No les falta razón a quienes –fuera del entorno OCDE– no quieren alinearse de manera acrítica con Occidente y recelan de la sinceridad (y la credibilidad) de unas democracias que tienen en su haber atropellos recientes de toda clase en el escenario mundial. No debería sorprender la incapacidad de nuestro relato para mover la aguja y convencer al 88% de los humanos de la autoridad moral desde la que nosotros –occidentales– aleccionamos a otros ni del orden internacional basado en reglas que decimos defender, pero que no respetamos cuando nos conviene. En nuestra forma binaria de ver el mundo consideramos que este se divide en buenos y malos, 'nosotros y ellos', democracias y regímenes totalitarios, guerras legítimas (las que nosotros emprendemos o apoyamos) con víctimas de primera e ilegítimas con víctimas de segunda (las guerras de todos los demás). No debería sorprender nuestra incapacidad para resultar más populares de lo que somos. Pero, en el fondo, nos sorprende. El motivo es sencillo: no nos contamos la verdadera verdad; nuestro relato está viciado y somos profundamente hipócritas. Pese a la libertad de expresión de que disfrutamos en democracia, a menudo habitamos en cajas de resonancia que direccionan a la opinión pública a un pensamiento único y donde sólo oímos nuestra propia voz. Pero el mundo no es como se ve desde Occidente. El 'Sur global' no sólo es un lugar muy grande, sino que agrupa a la mayor parte del planeta. Su falta de apoyo a Occidente, nos obliga a enfrentar una cruda realidad: somos una minoría que pierde poder.

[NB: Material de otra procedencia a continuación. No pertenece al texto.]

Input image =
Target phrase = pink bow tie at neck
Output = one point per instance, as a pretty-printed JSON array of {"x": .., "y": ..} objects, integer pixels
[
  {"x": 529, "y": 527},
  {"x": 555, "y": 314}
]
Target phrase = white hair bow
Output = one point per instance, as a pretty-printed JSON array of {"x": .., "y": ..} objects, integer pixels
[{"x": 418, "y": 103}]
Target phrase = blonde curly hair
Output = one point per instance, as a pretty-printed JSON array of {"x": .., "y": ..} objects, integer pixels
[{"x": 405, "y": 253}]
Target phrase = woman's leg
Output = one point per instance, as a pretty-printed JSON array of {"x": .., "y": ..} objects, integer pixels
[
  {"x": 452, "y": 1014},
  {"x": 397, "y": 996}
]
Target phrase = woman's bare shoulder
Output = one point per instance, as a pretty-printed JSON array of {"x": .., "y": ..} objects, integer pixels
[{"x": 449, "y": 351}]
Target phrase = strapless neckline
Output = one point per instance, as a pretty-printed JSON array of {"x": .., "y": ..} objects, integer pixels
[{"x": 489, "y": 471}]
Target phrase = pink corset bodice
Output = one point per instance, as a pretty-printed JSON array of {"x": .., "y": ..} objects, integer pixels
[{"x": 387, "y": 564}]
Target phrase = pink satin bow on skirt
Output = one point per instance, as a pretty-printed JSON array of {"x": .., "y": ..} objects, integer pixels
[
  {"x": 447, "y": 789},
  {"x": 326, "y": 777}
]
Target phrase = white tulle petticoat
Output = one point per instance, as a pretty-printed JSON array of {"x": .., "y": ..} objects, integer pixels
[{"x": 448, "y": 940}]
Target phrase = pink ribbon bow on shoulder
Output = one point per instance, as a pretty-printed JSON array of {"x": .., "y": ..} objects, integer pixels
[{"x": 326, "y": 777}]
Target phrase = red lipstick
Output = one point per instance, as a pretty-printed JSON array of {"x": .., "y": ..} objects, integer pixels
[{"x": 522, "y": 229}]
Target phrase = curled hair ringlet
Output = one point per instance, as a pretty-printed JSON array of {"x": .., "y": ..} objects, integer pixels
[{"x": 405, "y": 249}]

Uno de los diplomáticos vivos de mayor relieve, el francés Maurice Gourdault-Montagne, ha publicado unas memorias tituladas muy acertadamente 'Los otros no piensan como nosotros', donde vaticina que el pensamiento occidental pronto dejará de ser el dominante y tendrá que convivir con otras herencias culturales y cosmovisiones. En el siglo en el que llegará a término la dominación occidental global, somos reticentes a habitar un planeta que cambia a velocidad incómoda y donde la mayoría de sus habitantes prefiere vivir en un mundo multipolar en vez de en uno dominado por EE UU, Rusia o China. Las guerras de Ucrania y Gaza nos enfrentan a nuestras propias contradicciones y al doble rasero que –demasiado a menudo– empleamos en nuestra forma de comportarnos. ¿Qué vamos a hacer para resultar el faro democrático global que decimos ser y en el que otros puedan encontrar guía e inspiración? ¿Cómo actuar con responsabilidad para parecernos más a los buenos y no tanto a los malos? Mientras aprendemos a mirarnos en el espejo, no nos queda otra: San Juan 8:7.